La grande salle d’audience résiste à la pluie et au vent. C’est qu’elle est bien bâtie. La pièce est majestueuse, soutenue par des colonnes de bois rouge et couverte avec de grosses poutres entre-croisées, des madriers d’une superbe portée. Entre les poutres chaque caisson est sculpté ; les dragons dorés aux torsades fougueuses et les phénix sont restés intacts. Bien que la salle soit vide, on entre avec respect sous cette architecture de bois et cette belle charpente qui montre naïvement sa structure et sa force.
L’empereur donnait audience sur un trône dont on aperçoit encore l’estrade, entre deux colonnes, sous la plus belle partie du plafond, où deux dragons se livrent un furieux combat. Le paravent est toujours là, il était derrière le trône et cachait sans doute l’impératrice, cette remarquable souveraine qui, étant de la vieille race impériale des Ming, savait gouverner et souffler son bonhomme d’époux.

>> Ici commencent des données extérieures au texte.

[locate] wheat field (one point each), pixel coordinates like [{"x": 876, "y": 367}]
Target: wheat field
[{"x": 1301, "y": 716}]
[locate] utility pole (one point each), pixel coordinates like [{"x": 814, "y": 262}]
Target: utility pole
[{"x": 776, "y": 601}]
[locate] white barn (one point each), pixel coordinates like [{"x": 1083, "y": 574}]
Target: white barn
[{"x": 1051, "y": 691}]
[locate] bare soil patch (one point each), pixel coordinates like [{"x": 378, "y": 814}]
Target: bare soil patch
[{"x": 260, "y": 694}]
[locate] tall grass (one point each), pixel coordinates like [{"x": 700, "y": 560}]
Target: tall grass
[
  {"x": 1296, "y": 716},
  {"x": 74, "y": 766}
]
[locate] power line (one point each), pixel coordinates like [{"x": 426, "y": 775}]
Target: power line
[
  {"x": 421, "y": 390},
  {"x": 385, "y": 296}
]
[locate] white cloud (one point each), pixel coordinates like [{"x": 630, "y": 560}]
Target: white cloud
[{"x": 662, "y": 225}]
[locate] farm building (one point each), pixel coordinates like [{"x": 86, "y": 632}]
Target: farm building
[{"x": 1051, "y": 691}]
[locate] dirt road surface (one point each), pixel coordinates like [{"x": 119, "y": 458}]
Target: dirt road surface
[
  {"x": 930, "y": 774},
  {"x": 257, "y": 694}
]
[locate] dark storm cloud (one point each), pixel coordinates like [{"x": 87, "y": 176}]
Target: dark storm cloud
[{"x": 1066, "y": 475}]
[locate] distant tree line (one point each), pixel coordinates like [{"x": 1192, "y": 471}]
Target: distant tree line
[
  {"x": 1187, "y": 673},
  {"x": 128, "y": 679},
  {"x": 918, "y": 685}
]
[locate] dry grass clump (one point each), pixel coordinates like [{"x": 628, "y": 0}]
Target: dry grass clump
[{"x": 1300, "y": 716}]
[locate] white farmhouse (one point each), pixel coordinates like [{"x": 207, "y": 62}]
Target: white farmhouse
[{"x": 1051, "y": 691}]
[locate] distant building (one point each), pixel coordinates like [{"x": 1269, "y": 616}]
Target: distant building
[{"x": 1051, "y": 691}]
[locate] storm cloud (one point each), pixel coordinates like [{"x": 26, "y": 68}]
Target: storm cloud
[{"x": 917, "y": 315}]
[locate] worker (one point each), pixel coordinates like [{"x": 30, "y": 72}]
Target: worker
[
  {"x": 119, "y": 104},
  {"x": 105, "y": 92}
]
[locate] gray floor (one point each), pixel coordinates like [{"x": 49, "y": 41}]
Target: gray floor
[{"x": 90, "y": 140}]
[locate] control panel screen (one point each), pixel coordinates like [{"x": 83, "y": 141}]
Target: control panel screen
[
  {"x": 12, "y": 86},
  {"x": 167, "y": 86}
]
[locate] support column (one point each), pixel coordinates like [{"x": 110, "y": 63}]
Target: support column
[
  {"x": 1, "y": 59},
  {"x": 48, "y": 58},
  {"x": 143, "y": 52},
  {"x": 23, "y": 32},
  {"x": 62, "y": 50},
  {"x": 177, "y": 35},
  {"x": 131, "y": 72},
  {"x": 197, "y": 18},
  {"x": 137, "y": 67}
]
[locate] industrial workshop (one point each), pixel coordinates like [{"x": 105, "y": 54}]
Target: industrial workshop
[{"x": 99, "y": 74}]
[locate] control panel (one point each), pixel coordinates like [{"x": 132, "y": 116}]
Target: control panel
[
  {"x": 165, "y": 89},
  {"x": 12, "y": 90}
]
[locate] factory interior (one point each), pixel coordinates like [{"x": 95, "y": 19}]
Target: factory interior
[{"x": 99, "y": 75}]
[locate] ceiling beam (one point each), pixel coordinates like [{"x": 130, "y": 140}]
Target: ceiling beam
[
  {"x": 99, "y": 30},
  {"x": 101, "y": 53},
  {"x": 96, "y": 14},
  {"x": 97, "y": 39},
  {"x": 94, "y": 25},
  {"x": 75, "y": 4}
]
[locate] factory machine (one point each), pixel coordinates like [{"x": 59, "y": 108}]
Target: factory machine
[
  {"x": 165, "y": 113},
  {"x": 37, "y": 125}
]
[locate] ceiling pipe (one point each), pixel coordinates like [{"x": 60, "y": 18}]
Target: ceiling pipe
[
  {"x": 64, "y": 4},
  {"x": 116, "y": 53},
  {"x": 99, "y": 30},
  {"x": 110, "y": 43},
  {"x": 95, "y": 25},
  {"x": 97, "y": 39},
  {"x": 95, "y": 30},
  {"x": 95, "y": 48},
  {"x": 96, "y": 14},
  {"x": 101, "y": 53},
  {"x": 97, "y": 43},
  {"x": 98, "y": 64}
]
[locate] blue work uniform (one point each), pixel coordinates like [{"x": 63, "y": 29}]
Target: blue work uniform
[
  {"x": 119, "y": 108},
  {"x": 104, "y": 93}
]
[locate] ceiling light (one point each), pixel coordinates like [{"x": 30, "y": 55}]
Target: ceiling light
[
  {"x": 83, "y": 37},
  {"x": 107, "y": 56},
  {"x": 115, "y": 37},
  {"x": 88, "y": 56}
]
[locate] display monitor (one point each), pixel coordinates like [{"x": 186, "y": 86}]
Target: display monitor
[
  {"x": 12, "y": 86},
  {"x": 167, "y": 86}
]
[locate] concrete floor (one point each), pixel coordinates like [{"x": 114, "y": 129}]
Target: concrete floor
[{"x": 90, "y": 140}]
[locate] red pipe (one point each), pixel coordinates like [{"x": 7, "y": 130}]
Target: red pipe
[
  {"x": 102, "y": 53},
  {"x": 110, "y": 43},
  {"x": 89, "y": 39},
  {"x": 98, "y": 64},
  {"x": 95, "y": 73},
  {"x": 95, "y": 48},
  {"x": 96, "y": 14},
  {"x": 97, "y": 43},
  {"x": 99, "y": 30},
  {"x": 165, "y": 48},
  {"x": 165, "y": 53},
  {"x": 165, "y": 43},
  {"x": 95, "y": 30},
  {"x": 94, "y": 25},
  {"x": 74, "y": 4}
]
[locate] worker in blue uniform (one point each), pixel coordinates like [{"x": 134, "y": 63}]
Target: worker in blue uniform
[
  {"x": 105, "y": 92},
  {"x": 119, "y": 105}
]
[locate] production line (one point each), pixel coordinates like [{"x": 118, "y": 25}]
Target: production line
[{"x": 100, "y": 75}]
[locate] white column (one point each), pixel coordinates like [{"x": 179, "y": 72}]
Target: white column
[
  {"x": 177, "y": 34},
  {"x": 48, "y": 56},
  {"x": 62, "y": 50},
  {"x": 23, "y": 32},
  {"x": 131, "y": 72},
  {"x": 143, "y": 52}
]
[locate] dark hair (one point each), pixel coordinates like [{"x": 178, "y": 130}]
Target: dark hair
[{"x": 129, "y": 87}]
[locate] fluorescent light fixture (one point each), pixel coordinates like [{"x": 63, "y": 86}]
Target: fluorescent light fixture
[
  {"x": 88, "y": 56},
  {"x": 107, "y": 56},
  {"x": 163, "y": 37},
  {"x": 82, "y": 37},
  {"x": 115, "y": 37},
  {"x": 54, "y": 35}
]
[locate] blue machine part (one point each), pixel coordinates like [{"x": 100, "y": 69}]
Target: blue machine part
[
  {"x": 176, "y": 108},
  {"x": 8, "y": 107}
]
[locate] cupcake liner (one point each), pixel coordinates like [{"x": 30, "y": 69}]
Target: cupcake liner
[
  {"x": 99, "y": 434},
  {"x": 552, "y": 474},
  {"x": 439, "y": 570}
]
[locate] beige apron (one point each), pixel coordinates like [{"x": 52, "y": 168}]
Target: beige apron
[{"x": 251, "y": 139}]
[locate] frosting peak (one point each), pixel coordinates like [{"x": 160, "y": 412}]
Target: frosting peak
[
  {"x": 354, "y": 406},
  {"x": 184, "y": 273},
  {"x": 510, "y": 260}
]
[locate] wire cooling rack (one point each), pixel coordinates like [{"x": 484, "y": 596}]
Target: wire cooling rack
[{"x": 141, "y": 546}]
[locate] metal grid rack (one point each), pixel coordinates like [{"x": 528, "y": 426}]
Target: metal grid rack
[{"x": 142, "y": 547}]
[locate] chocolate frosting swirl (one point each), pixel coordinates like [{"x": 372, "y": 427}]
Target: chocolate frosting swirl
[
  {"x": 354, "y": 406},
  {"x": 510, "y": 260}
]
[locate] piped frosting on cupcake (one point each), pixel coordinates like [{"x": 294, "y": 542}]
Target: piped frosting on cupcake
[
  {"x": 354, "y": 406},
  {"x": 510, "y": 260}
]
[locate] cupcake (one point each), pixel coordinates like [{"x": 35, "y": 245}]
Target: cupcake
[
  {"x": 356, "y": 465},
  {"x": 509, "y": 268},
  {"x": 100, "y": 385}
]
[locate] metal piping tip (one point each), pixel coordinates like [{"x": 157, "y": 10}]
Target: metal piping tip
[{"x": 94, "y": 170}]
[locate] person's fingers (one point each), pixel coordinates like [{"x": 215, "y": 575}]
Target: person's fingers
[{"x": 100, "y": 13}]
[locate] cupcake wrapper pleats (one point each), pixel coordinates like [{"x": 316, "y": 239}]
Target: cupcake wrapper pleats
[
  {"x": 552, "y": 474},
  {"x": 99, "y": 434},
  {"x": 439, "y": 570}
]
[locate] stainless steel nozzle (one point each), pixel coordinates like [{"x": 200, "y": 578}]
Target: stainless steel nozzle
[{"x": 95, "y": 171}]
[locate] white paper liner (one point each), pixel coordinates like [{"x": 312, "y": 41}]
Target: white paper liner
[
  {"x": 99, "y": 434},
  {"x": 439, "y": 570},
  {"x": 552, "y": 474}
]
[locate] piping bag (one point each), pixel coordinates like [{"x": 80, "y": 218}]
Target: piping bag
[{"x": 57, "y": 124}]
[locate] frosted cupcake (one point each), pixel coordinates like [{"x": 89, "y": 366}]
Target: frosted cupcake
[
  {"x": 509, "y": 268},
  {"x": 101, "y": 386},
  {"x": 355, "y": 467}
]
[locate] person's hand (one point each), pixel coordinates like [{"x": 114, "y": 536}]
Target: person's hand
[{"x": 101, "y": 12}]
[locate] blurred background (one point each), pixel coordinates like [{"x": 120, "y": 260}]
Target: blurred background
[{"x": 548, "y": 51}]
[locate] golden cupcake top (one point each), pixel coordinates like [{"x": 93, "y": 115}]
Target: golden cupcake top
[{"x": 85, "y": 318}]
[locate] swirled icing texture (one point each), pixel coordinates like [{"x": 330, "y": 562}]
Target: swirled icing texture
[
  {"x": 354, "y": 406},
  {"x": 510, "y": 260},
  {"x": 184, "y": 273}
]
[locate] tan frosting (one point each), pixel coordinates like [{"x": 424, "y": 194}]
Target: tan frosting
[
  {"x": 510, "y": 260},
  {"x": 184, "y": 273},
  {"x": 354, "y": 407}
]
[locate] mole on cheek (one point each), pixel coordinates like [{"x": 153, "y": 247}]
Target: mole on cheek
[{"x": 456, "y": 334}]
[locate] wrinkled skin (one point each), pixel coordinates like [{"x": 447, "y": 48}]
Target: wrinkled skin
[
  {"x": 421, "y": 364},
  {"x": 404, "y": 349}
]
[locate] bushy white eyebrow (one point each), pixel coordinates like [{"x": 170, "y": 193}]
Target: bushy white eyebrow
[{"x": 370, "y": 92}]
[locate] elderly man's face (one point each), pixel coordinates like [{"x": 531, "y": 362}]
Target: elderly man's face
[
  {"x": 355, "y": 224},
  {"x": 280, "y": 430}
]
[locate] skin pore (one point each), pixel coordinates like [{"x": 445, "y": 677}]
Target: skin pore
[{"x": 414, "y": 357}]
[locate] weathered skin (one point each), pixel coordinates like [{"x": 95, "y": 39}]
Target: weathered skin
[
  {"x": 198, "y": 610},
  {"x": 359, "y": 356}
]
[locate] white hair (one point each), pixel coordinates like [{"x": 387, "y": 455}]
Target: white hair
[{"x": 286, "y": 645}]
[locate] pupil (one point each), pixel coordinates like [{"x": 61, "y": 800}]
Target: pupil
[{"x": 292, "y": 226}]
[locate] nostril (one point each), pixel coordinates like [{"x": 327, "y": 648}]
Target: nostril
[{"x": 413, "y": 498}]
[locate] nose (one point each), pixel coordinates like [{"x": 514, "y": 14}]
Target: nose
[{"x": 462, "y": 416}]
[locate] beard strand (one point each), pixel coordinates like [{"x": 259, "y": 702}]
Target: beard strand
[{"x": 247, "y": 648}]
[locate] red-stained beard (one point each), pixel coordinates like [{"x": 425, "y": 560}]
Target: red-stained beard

Mais le plus désolant, ce sont les jardins autrefois bien dessinés, les pelouses aux belles courbes, les massifs d’azalées, les bouquets de pins, toute la magnificence de ces vieux parcs qui n’est plus soignée. L’herbe étouffe les allées et monte même à l’assaut des murs et la terre disparaîtrait sous une litière de feuilles mortes, si on ne permettait à de petits pauvres de venir les ramasser avec leur râteau d’osier. Il n’y a guère que ces malheureux qui troublent un peu en automne la solitude de ces vieux domaines : le reste du temps, les chevreuils, les écureuils, les aigles en sont les maîtres, et quand l’hiver chasse les oies sauvages, elles viennent s’y abattre. Les faisans y font aussi leur couvée. C’est le paradis des bêtes et peu à peu la nature envahit ce que les hommes délaissent.
Ces parcs avaient de grands étangs, mais les lotus et les nénuphars les ont recouverts. Dans l’un d’eux une île rocheuse et un kiosque ont disparu sous une végétation ardente, les toits de faïence bleue sont cachés sous les feuilles. Un autre a gardé son temple sur pilotis. Une raison religieuse avait sans doute poussé un empereur à construire dans ses jardins cette habitation lacustre, souvenir de la vie que menaient ses aïeux. Les pilotis sont des pieux de granit sur lesquels repose le plancher du temple. Telle est encore la maison des Ghiliaks, au bord de l’Amour : cette ressemblance n’est peut-être pas un hasard, si l’on admet que les Coréens ont du sang sibérien dans les veines.
La plus grande beauté de ces résidences était dans la vue de la montagne, toujours présente à l’empereur. Il n’avait qu’à lever les yeux et entre les fûts téméraires des grands pins il apercevait ce pic décharné, la « Crête de Coq », le Pou-Kan, sa vieille citadelle, le rempart de Séoul, dont la fière silhouette l’invitait à l’héroïsme.
C’est pourtant sous ces ombrages que s’est commis un meurtre infâme. Ces vieux arbres ont vu fuir éperdues, une impératrice, ses dames d’honneur et ses servantes qu’une bande d’assassins japonais poursuivaient dans la nuit. Les bourreaux firent bien leur besogne : pas une femme n’échappa et l’orgueilleuse fille des Ming qui aimait son pays et voulait le défendre contre l’envahisseur fut abattue sur une de ces pelouses, tandis que l’empereur et sa garde s’enfuyaient du palais pour n’y plus revenir.